Shh-proteoglycan interactions regulate maturation of olfactory glomerular circuitry

The olfactory system relies on precise circuitry connecting olfactory sensory neurons (OSNs) and appropriate relay and processing neurons of the olfactory bulb (OB). In mammals, the exact correspondence between specific olfactory receptor types and individual glomeruli enables a spatially precise map of glomerular activation that corresponds to distinct odors. However, the mechanisms that govern the establishment and maintenance of the glomerular circuitry are largely unknown. Here we show that high levels of Sonic Hedgehog (Shh) signaling at multiple sites enable refinement and maintenance of olfactory glomerular circuitry. Mice expressing a mutant version of Shh (ShhAla/Ala), with impaired binding to proteoglycan co‐receptors, exhibit disproportionately small olfactory bulbs containing fewer glomeruli. Notably, in mutant animals the correspondence between individual glomeruli and specific olfactory receptors is lost, as olfactory sensory neurons expressing different olfactory receptors converge on the same glomeruli. These deficits arise at late stages in post‐natal development and continue into adulthood, indicating impaired pruning of erroneous connections within the olfactory bulb.
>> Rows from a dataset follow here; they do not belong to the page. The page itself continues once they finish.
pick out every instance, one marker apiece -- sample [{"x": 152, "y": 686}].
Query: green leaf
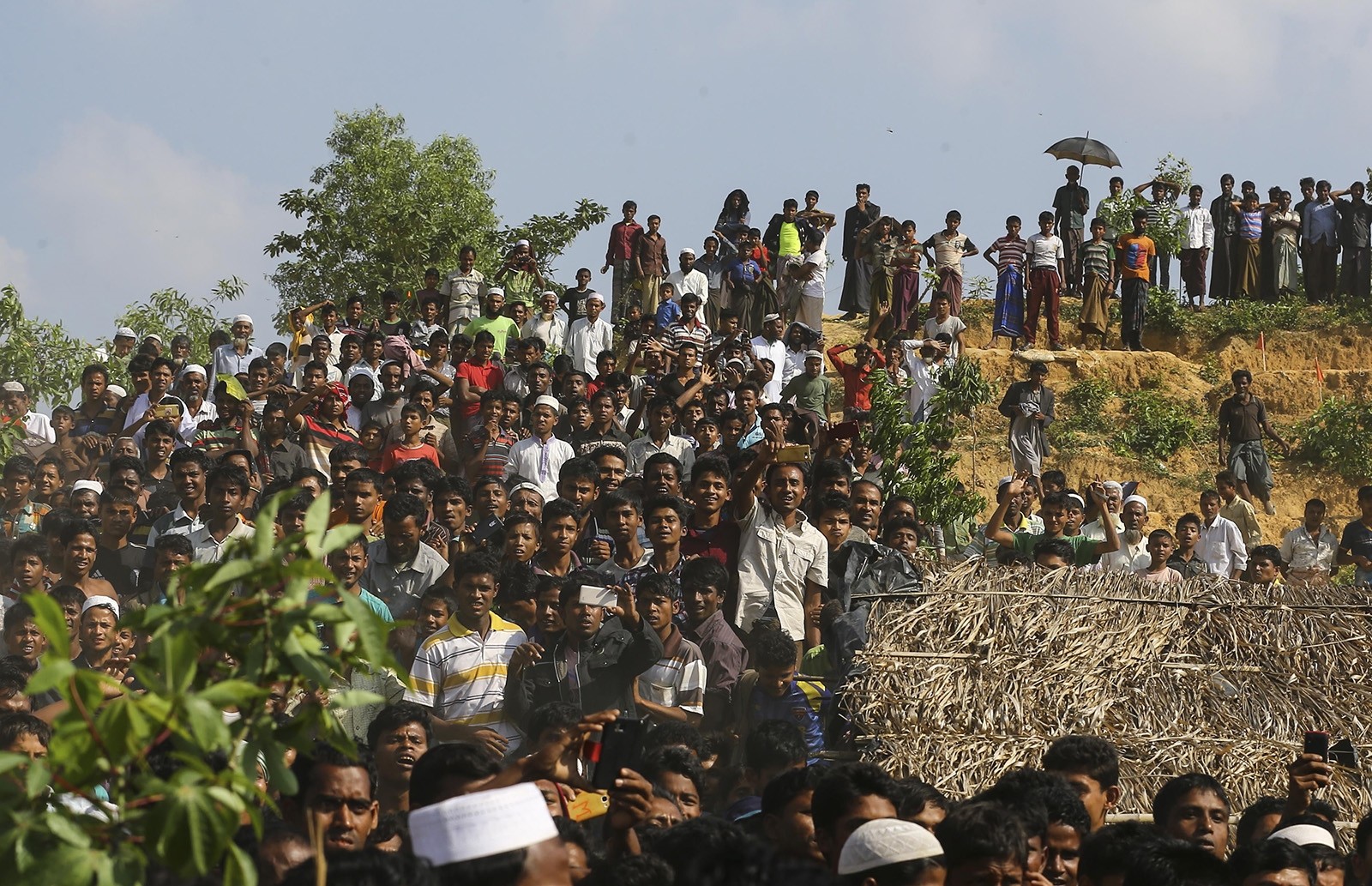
[
  {"x": 240, "y": 694},
  {"x": 190, "y": 829}
]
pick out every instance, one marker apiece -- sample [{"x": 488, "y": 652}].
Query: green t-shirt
[
  {"x": 1081, "y": 546},
  {"x": 811, "y": 394}
]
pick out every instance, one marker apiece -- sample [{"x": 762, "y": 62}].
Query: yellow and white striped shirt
[{"x": 461, "y": 675}]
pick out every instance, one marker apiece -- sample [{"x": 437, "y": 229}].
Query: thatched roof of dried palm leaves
[{"x": 985, "y": 666}]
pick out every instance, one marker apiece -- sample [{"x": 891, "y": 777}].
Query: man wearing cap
[
  {"x": 539, "y": 457},
  {"x": 123, "y": 339},
  {"x": 770, "y": 346},
  {"x": 686, "y": 279},
  {"x": 590, "y": 335},
  {"x": 891, "y": 851},
  {"x": 235, "y": 357},
  {"x": 39, "y": 435},
  {"x": 1134, "y": 542},
  {"x": 508, "y": 830},
  {"x": 192, "y": 384},
  {"x": 96, "y": 629},
  {"x": 519, "y": 274},
  {"x": 494, "y": 321},
  {"x": 461, "y": 290}
]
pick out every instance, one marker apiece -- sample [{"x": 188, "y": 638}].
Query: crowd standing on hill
[{"x": 653, "y": 503}]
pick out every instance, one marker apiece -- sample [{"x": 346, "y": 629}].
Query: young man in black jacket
[{"x": 594, "y": 664}]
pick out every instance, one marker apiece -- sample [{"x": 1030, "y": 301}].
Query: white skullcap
[
  {"x": 109, "y": 602},
  {"x": 1305, "y": 835},
  {"x": 887, "y": 841},
  {"x": 482, "y": 824}
]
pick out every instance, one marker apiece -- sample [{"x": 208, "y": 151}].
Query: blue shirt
[{"x": 806, "y": 702}]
In addition, mature ShhAla/Ala mice exhibit decreased proliferation in the subventricular zone (SVZ), with particular reduction in neurogenesis of calbindin‐expressing periglomerular cells. Thus, Shh interactions with proteoglycan co‐receptors function at multiple locations to regulate neurogenesis and precise olfactory connectivity, thereby promoting functional neuronal circuitry.